A note from the Australian High Commission, meanwhile, gives the details of the link-up where the Australian Government will help combat dengue fever, by partnering with the WHO, Monash University’s Eliminate Dengue Program and Sri Lanka’s Health Ministry.

The WHO is to be given a Rs. 58 million grant to immediately implement intensive dengue prevention and control measures. Working with Sri Lankan health authorities and other partners, the objective will be to reduce transmission of dengue and thereby the incidence by more than 50% over 4-6 weeks in high-risk districts. For this to be achieved, strengthened surveillance, spatial mapping and analyses of health data, community awareness and action and continued vector control measures will be coordinated and intensified. Prevention and control measures will need to be sustained to mitigate the risk of an outbreak of this magnitude again, the note said.
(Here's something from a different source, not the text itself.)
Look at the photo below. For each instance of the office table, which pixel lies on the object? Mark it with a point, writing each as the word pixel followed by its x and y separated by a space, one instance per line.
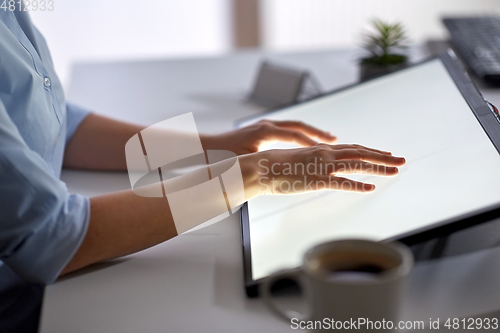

Monash University’s Eliminate Dengue Program is to be extended a Rs. 116 million grant from Australia’s InnovationXchange for a research partnership with the Health Ministry’ Dengue Control Unit, headed by Dr. Hasitha Tissera, to trial the introduction of Wolbachia to Sri Lankan mosquito populations.
Sri Lanka is the seventh country to join the Eliminate Dengue Program, alongside Brazil, Colombia, Australia, Indonesia, Vietnam and India.